AbstractLate Weichselian litho-, bio-, and chronostratigraphy (14C and varves) in southeastern Sweden provide a detailed picture of the deglaciation pattern and dynamics, shore displacement, late-glacial sedimentation, and history of the landscape, vegetation, and climate. Two plausible glacial models were tested against lithologic, chronologic, and climatic data. Permafrost at and outside the ice margin and topographic conditions beneath the ice apparently caused inward spread of frozen glacier-bed conditions. This led to a buildup of a large zone of debris-rich basal ice. A climatic amelioration about 12,700 yr B.P. changed the temperature profile in the ice sheet.

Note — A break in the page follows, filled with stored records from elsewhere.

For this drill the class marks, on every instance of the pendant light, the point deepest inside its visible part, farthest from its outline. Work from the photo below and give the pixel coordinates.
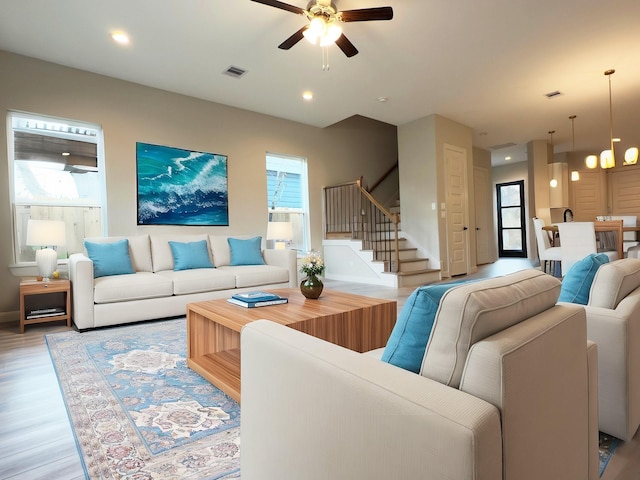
(608, 157)
(553, 183)
(575, 175)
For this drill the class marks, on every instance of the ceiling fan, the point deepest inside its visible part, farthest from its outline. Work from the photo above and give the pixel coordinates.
(324, 23)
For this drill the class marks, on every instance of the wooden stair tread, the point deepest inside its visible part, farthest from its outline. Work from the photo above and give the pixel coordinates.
(416, 272)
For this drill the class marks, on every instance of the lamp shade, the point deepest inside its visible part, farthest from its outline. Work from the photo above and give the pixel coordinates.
(44, 233)
(279, 231)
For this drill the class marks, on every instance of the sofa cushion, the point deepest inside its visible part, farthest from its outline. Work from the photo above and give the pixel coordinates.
(245, 251)
(408, 340)
(139, 250)
(161, 251)
(220, 249)
(477, 310)
(136, 286)
(256, 275)
(190, 255)
(198, 280)
(110, 258)
(613, 282)
(577, 282)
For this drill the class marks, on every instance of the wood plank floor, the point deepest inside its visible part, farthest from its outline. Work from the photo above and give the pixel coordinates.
(36, 441)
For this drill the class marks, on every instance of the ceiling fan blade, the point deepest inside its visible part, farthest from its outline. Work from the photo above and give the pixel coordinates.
(281, 6)
(366, 14)
(293, 39)
(346, 46)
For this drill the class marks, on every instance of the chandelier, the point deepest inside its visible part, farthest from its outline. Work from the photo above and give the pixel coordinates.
(607, 157)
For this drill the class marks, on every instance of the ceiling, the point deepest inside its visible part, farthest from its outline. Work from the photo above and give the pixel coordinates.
(485, 64)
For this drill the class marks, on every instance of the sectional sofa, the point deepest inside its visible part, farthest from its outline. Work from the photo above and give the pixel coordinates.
(157, 284)
(507, 391)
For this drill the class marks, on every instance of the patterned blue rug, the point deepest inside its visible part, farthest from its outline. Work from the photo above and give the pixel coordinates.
(607, 445)
(138, 412)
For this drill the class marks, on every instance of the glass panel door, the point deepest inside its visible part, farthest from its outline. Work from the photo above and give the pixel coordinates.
(511, 219)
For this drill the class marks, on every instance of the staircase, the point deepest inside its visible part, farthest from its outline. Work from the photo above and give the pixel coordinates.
(363, 242)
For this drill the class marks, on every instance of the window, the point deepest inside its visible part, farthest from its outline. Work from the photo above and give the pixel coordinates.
(288, 196)
(56, 172)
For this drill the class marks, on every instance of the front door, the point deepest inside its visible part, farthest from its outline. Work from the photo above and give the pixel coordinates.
(511, 220)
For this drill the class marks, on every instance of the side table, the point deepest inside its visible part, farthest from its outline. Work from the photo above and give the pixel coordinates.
(52, 312)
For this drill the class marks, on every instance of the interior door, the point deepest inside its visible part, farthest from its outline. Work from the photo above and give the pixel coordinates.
(512, 231)
(455, 160)
(483, 201)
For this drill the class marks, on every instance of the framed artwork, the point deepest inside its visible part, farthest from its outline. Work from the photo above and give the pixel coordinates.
(181, 187)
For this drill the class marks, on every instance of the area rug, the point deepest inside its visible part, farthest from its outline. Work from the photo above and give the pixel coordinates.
(607, 445)
(138, 412)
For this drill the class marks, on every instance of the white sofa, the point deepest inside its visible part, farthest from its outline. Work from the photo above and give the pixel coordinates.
(155, 290)
(507, 391)
(613, 323)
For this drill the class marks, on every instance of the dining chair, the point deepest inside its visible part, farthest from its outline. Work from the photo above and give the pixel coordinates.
(628, 238)
(578, 239)
(547, 254)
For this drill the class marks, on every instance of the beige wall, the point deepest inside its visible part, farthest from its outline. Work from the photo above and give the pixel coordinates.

Deposition of basal melt-out till began at the previously frozen glacier bed, and a rapid recession of the clean ice set in; thin exposed debris-rich basal ice which was separated from the active ice margin about 150 yr later. In this zone of stagnant ice there followed a 200– 300-yr period marked by subglacial and supraglacial melt-out and resedimentation, forming a large hummocky/transverse moraine. The mild climate favored rapid plant immigration, and a park-tundra was established. The gradual closing of the landscape was interrupted by a 100- to 150-yr period of tundra vegetation and a cool, dry climate, with local vegetational differences caused by differences in soil moisture. About 12,000 yr B.P. a second climatic amelioration set in, and during the next 1000 yr a birch (and pine) woodland gradually developed. Soils stabilized and Empetrum heaths became abundant as the climate gradually deteriorated at the end of this period. By 11,000 yr B.P. the area had become a tundra again with scattered birch stands, dominated by herbs such as Artemisia, Chenopodiaceae, grasses, and sedges. Some 500 yr later a birch/pine woodland again succeeded, and within about 500 yr the vegetation changed to a rather closed woodland as the climate ameliorated further. However, the time lag between climatic and vegetation change was considerable.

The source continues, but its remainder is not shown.